Students in Milford joined forces with the National School Walkout March 14, one month after 17 people at were shot and killed at Marjory Stoneman Douglas High School in Parkland, Fla.

More than 3,000 school walkouts took place Wednesday across the United States at 10 a.m. Students walked out of class for 17 minutes (one for each victim in the Feb. 14 attack), demanding action against gun violence. The shooting at Marjory Stoneman Douglas High was the deadliest school shooting since the attack at Sandy Hook Elementary School, which took the lives of 20 students and six educators in 2012. Students across America, who sadly understand they are targeted victims of these mass school shootings, bravely organized and participated in solidarity chanting, “enough is enough” during the Walkout, taking matters into their own hands.

Principals at each of the three Milford public high schools sent a joint letter to students and parents stating, “Many students and youth across the nation are collectively calling for action to demand safe schools. There are a variety of demonstrations and walkouts that are being planned by organizations and by individual groups of youth. The faculty at our three schools continues to work with and coach students as they brainstorm various ways to make their voices heard in a highly impactful yet minimally disruptive manner.”

“This is a youth-organized, student led movement. The administration and faculty will supervise our students and continue to be vigilant about school safety,” continued the letter. “To that end, on March 14, each of our campuses will be closed from 9:30-11 a.m., and there will be a heightened police presence. Those students who choose to participate in the student walkout in a peaceful, respectful manner within that time period will not be disciplined for doing so.”

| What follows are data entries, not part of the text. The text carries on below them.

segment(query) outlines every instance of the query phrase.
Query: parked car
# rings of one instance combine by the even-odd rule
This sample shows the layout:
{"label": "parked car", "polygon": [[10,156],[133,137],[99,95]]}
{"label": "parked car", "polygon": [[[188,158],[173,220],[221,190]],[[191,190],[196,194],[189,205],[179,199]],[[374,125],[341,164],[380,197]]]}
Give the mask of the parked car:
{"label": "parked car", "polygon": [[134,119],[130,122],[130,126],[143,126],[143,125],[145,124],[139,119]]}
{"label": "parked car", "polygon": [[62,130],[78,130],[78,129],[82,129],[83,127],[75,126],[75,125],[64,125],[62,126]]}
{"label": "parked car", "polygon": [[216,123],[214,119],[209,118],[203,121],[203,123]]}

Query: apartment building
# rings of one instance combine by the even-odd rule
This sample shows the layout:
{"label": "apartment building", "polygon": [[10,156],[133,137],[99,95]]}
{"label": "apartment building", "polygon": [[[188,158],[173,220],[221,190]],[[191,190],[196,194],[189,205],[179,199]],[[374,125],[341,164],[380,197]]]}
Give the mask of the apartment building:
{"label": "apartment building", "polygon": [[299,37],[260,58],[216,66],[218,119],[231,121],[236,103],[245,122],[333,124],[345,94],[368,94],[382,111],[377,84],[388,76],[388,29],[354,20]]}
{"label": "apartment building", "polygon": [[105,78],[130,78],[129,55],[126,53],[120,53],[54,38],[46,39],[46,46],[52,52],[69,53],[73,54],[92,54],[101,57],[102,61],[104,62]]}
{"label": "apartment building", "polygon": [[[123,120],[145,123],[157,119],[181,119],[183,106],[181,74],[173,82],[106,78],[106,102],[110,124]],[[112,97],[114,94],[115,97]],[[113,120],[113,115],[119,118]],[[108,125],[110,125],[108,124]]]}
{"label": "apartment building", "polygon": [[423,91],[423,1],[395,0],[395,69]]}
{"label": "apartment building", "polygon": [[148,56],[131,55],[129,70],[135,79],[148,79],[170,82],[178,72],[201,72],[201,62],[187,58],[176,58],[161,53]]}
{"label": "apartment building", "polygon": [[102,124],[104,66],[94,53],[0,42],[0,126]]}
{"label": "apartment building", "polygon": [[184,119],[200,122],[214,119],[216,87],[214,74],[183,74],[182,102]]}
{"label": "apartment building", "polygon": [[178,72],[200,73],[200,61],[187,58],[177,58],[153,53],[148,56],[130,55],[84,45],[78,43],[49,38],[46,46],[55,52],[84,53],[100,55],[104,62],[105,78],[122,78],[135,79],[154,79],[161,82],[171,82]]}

Students who chose not to participate were supervised in the schools. “We support the voices of our students as they work to build a safer school and society.” The letter was signed by principals Thompson, Berkowitz and Director Scionti.

In Milford, “We had peaceful walkouts at all three of our public high schools, Foran High, Jonathan Law and The Academy,” explained Kathryn Bonetti, Communications Coordinator Milford Public Schools. “About 75-80 percent of the student body participated at each school. I was personally at Jonathan Law, the students stayed outside for 17 minutes and they rang a bell for each of the victims. It was so quiet you could hear a pin drop. The middle schools (West Shore, Harborside, and East Shore) also participated - they unilaterally decided to create a day of giving and a day of kindness (they did not walkout). Many students brought in $1 which will go to a charity. From top administration down, the walkout has had total support in helping the students make it happen.”

Senators Chris Murphy (D-Conn.), Richard Blumenthal (D-Conn.) and U.S. Representative Elizabeth Esty (CT-5) also “walked out” of the U.S. Capitol Building where they addressed thousands of students rallying to take action on common sense gun safety reforms. “There is no great social change movement in this country that has not been led by the youth of America,” said Murphy. “There are going to be defeats before you reach final victory. But also defining of the great social movements in this country is that the ones that saw adversity and pushed through it are the ones that we read about in our history books. I know in the end that we will beat the NRA, that we will kick out members of Congress who don’t listen to you, and we will deliver change in the end.”

Gov. Dannel Malloy spoke to protesting students in Hartford. “I want each of you to remember this day for what you have done, to stand up to authority and say as you have said several times today, ‘enough is enough,” Malloy said.